3, the subcutaneous transplantation knurl is attacked
The mouse mastopathy cell EMT6 (available from Shanghai cell resource center of the Chinese Academy of Sciences) of results logarithmic phase, the preparation single cell suspension is washed 2 times with PBS, adjusts cell concn to 2 * 10 6Individual/mL, in-d5 days at mouse back right side subcutaneous vaccination 100 μ l cell suspensions promptly 2 * 10 5Individual/only.

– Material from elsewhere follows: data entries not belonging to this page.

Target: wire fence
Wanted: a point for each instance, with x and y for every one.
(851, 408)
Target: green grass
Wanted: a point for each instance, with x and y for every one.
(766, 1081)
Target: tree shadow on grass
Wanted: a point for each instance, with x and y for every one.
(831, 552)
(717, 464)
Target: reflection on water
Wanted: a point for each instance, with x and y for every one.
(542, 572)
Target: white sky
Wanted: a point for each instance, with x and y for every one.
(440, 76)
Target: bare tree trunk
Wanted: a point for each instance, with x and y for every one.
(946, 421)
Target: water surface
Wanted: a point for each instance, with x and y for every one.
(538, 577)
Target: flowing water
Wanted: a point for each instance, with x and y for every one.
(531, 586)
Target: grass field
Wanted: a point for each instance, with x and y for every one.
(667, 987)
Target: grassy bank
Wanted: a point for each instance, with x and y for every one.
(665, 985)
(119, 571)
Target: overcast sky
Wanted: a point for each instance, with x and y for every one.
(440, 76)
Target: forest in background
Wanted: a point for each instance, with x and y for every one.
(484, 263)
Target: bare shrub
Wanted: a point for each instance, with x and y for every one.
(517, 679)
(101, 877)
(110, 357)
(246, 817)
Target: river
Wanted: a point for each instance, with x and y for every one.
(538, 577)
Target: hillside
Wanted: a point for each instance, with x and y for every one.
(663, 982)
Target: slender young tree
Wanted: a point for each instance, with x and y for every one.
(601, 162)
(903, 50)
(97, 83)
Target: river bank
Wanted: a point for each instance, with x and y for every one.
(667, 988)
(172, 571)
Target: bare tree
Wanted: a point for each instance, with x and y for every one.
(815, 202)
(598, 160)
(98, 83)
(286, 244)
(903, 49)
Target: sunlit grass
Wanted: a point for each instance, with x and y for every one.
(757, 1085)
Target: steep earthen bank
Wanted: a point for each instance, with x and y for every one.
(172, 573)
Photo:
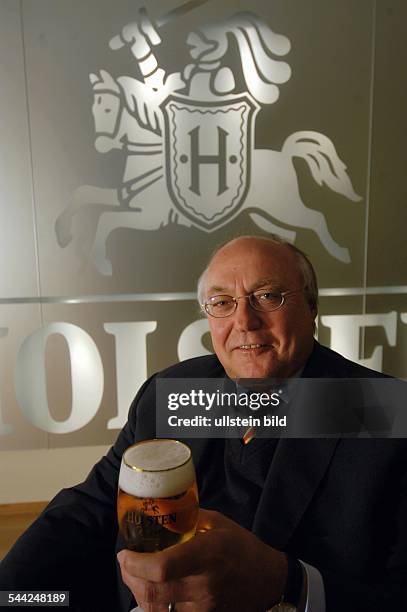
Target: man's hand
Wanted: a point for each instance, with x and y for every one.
(225, 568)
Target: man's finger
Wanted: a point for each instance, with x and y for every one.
(186, 590)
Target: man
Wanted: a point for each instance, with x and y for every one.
(336, 504)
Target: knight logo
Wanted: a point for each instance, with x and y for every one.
(188, 139)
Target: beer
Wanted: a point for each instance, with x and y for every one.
(157, 499)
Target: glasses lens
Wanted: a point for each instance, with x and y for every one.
(266, 300)
(220, 306)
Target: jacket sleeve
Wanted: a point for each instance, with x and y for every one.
(71, 546)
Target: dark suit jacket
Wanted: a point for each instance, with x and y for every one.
(338, 504)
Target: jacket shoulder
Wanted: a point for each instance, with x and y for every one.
(324, 362)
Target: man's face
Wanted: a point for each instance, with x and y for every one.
(251, 343)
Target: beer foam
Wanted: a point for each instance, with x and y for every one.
(156, 475)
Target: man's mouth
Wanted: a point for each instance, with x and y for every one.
(250, 347)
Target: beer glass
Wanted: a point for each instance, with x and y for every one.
(157, 501)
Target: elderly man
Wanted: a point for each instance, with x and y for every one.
(338, 505)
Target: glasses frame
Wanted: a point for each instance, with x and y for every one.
(249, 296)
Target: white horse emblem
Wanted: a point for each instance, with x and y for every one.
(189, 143)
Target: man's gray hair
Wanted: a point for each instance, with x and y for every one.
(310, 283)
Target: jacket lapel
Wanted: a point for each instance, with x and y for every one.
(297, 468)
(296, 471)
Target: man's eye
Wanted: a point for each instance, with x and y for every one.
(221, 302)
(267, 296)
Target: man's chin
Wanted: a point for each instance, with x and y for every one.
(256, 370)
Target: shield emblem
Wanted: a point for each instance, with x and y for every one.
(208, 150)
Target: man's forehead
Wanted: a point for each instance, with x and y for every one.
(265, 261)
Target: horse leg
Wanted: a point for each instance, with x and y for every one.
(315, 221)
(83, 197)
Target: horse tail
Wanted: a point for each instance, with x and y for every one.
(323, 161)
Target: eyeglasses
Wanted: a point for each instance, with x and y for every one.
(220, 306)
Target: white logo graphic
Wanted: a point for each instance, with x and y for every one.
(189, 141)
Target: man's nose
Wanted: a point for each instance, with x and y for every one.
(246, 317)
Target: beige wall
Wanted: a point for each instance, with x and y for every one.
(94, 301)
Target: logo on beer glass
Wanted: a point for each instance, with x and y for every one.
(188, 139)
(157, 501)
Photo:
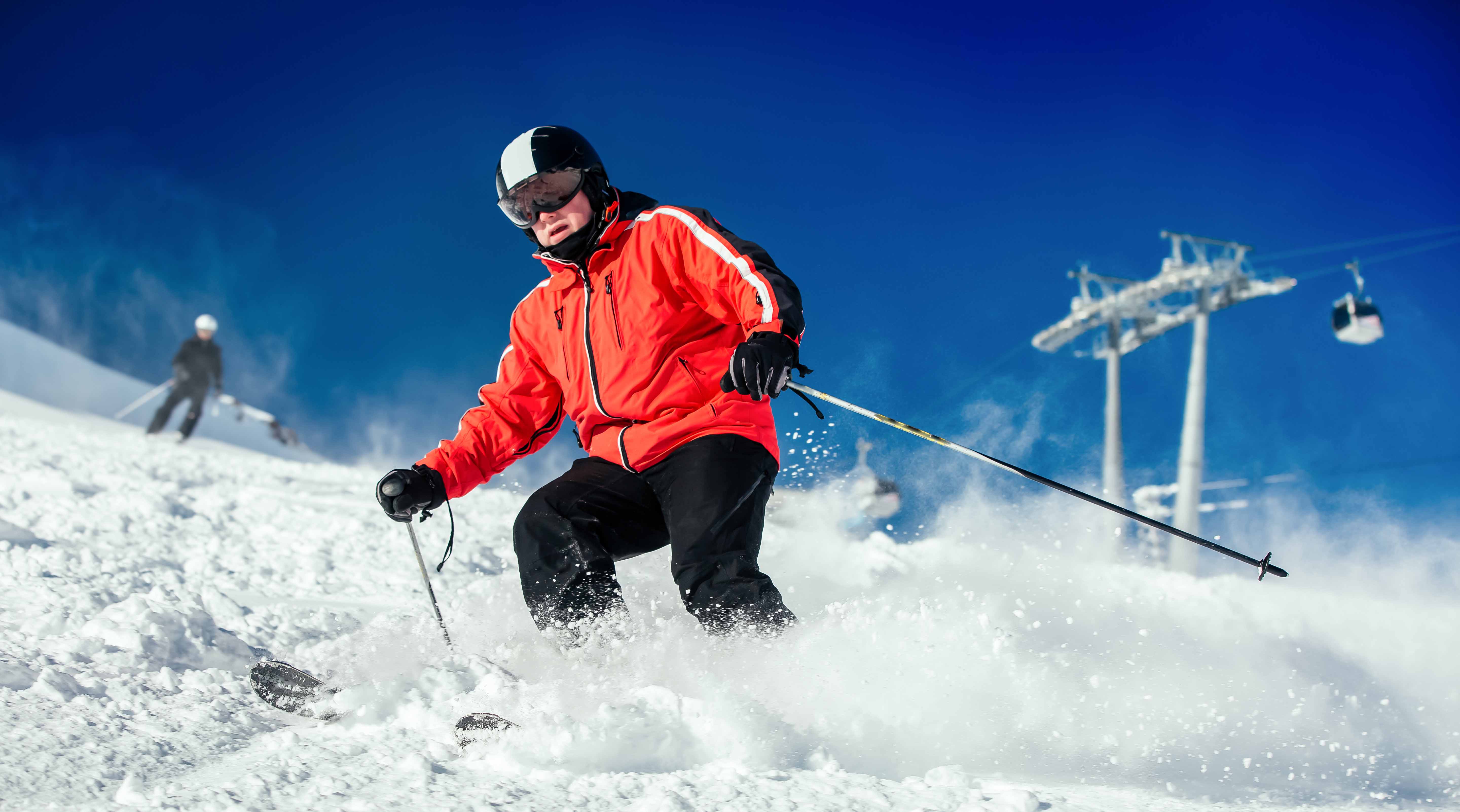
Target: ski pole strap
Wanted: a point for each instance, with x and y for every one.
(799, 394)
(426, 515)
(804, 370)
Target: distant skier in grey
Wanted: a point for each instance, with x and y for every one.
(196, 367)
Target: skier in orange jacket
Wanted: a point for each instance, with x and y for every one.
(663, 337)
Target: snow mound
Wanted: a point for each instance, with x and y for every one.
(986, 668)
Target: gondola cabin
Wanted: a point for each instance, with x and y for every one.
(1357, 322)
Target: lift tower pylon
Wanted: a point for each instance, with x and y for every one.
(1183, 293)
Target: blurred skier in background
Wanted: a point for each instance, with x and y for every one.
(196, 369)
(646, 309)
(875, 499)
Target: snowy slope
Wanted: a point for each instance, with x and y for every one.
(49, 373)
(986, 668)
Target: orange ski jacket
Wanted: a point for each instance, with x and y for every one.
(631, 348)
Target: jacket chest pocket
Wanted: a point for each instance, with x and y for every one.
(614, 307)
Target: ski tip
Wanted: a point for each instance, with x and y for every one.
(290, 690)
(477, 728)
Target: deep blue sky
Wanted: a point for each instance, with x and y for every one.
(323, 177)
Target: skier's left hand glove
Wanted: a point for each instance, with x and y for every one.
(761, 366)
(404, 491)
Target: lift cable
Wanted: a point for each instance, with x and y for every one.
(1383, 258)
(1358, 243)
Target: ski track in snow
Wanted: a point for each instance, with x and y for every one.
(983, 670)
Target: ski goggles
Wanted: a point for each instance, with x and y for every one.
(545, 192)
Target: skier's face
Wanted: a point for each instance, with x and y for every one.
(553, 227)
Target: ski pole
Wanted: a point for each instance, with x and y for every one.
(141, 401)
(1264, 567)
(426, 579)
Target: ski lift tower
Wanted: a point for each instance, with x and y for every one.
(1183, 293)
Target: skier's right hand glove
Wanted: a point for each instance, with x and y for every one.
(407, 491)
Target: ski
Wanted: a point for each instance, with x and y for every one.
(475, 728)
(296, 691)
(291, 690)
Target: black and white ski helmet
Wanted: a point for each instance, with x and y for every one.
(545, 150)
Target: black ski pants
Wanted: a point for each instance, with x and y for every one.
(179, 395)
(706, 500)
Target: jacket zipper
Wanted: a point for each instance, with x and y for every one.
(588, 344)
(614, 307)
(699, 385)
(557, 415)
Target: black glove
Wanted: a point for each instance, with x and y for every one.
(407, 491)
(761, 366)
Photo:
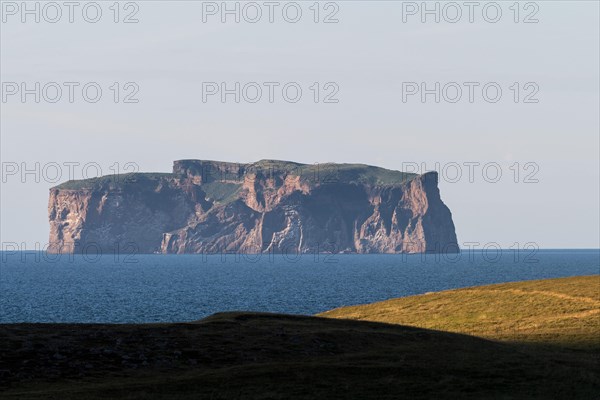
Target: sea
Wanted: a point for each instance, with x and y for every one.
(37, 287)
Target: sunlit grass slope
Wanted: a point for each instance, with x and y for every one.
(563, 311)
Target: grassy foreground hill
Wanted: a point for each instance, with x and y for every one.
(563, 311)
(273, 356)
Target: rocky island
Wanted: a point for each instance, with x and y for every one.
(264, 207)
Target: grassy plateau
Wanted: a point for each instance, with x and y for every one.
(525, 340)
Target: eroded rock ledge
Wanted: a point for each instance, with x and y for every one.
(267, 206)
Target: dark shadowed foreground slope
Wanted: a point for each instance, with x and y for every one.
(268, 356)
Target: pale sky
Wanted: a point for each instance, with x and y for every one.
(368, 55)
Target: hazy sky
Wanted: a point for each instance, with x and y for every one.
(368, 55)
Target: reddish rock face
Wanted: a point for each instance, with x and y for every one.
(269, 206)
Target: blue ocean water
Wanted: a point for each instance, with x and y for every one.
(169, 288)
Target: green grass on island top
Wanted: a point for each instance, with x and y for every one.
(313, 173)
(527, 340)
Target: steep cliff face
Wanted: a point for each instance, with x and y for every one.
(268, 206)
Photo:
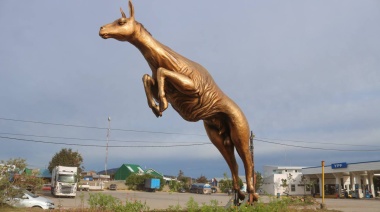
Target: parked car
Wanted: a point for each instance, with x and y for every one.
(113, 187)
(200, 188)
(214, 189)
(30, 200)
(46, 187)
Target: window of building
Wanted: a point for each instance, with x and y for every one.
(292, 187)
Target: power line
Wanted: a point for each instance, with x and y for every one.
(172, 133)
(98, 128)
(86, 139)
(110, 146)
(319, 148)
(328, 143)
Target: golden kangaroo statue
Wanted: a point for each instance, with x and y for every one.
(192, 92)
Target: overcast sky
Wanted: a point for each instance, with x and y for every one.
(305, 73)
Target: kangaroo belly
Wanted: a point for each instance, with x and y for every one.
(192, 108)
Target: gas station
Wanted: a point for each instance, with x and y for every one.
(345, 179)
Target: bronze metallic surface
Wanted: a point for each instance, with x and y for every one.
(191, 91)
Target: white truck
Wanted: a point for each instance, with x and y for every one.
(64, 181)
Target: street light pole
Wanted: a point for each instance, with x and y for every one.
(253, 161)
(108, 134)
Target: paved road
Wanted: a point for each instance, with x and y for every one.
(163, 200)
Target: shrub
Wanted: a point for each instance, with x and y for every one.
(103, 202)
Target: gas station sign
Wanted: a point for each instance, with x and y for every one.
(339, 165)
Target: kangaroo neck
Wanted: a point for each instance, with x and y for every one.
(155, 53)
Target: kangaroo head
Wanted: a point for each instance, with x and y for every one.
(121, 29)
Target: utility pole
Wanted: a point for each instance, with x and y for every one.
(108, 135)
(253, 161)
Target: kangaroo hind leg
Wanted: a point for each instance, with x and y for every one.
(151, 94)
(181, 82)
(226, 148)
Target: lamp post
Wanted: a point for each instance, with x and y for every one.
(108, 134)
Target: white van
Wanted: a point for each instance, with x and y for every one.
(30, 200)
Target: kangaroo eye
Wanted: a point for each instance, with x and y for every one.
(122, 21)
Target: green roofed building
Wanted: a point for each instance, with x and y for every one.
(126, 170)
(154, 173)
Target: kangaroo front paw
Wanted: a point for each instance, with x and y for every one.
(163, 104)
(156, 111)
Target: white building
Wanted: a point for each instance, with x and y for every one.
(283, 180)
(355, 178)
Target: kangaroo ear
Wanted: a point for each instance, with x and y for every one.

4, the immunity of Balb/c mouse
Immunization protocol as shown in figure 20, the Balb/c mouse after the subcutaneous transplantation knurl is attacked 5 days, the beginning vaccination.Immunization ways adopts the injection of quadriceps muscle of thigh muscle, and A organizes injection 100 μ l PBS, and all the other each groups are only injected corresponding D NA plasmid 100 μ g/ respectively, are total to immunity 4 times respectively at d0, d5, d15 and d20.Before each immunity, at first inject 100 μ l, 0.25% bupivacaine pre-treatment inoculation position, behind the 72h in the same area vaccination.The 5th day (d25) detects the production of mouse internal antibody and collects the splenocyte of every group of 2 mouse after the last immunity, prepares the CTL killing experiments; The neck that broke in d30 days is put to death every group of all the other each mouse and is won tumor tissues and weigh.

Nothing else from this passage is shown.